Als ich im Frühjahr 1987 in die Hensstraße kam, konnte ich Margarethe und Hans von Lehn­dorff zum letzten Mal sehen und sprechen. Über diesem Tag lag eine deutliche Abschieds­ahnung. Der Autor versuchte das Tagesdatum in mein Exemplar des Ostpreußischen Tage­buchs zu schreiben; es gelang ihm nicht mehr. Am Freitag, dem 4. September 1987, ist der in Graditz, bei Torgau, am 13. April 1910 Geborene in seinem Godesberger Haus gestor­ben.
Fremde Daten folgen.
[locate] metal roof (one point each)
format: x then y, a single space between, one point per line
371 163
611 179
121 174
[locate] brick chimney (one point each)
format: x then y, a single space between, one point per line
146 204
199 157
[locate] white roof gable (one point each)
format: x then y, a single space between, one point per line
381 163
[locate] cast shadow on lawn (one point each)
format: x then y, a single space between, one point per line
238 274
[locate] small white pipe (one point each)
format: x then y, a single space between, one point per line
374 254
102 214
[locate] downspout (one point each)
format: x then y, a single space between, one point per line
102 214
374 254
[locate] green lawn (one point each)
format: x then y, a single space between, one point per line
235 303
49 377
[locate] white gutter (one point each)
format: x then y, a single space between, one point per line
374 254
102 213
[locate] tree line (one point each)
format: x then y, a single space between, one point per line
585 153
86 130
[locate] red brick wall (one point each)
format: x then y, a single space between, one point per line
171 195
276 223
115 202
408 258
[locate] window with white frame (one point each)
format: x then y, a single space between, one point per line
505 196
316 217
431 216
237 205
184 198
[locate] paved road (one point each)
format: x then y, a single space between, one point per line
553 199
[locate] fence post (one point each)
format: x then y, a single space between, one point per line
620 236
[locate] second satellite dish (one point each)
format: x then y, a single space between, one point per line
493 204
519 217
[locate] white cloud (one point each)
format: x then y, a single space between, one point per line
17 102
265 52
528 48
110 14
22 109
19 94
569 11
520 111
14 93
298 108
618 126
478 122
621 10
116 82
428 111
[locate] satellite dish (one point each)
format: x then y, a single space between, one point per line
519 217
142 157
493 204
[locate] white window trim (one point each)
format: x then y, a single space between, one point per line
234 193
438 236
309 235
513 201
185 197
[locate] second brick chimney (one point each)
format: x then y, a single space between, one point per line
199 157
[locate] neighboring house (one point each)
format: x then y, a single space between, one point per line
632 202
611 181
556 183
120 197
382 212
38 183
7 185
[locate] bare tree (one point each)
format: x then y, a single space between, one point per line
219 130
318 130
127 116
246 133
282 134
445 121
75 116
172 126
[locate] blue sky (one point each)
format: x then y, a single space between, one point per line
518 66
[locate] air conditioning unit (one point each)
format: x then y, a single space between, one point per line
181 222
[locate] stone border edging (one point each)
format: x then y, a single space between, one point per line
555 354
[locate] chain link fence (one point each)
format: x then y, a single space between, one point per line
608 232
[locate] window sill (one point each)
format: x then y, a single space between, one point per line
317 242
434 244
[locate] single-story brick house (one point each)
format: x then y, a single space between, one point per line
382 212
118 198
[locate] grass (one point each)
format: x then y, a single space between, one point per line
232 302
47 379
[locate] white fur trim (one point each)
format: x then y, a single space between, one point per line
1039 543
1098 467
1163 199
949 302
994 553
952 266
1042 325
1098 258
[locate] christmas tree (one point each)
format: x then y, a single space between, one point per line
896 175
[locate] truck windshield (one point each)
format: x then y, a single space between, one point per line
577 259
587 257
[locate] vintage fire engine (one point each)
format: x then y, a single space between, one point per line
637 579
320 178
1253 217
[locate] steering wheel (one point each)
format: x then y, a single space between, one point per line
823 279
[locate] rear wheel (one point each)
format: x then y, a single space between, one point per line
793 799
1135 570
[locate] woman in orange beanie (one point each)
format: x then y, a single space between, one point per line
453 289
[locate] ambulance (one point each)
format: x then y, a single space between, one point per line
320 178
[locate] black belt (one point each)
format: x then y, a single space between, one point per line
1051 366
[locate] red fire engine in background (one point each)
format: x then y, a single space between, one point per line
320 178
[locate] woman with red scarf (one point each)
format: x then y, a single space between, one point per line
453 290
Der bekennende Christ Hans Graf von Lehndorff ist nicht nur ein klassischer Erzähler ge­we­sen; er lebte nicht allein für die Kranken, die Leidenden und Aus-der-Bahn-Geworfenen. Lehndorff focht auch gegen die Verdrängung des Todes aus dem Bewusstsein – et­was, das man bisweilen bei Ärzten und Schwestern erleben kann. Einmal schrieb mir der Autor Lehndorff: „Wirklicher Glaube hat nichts mit menschlicher Vermutung zu tun. Er ist vielmehr ein Ergriffensein von der Gewissheit, dass Gott Mensch geworden und uns nahe gekommen ist; dass er die Macht des Todes gebrochen und damit den Weg freigemacht hat zu einem neuen Leben, einem Leben, das nicht erst mit dem Tode beginnt, sondern bereits jetzt aktuell ist für jeden, der es in Anspruch nimmt.“

Quelle: Die politische Meinung. Monatsschrift zu Fragen der Zeit, 45. Jahrgang, Nr. 366, Mai 2000, S. 74-76.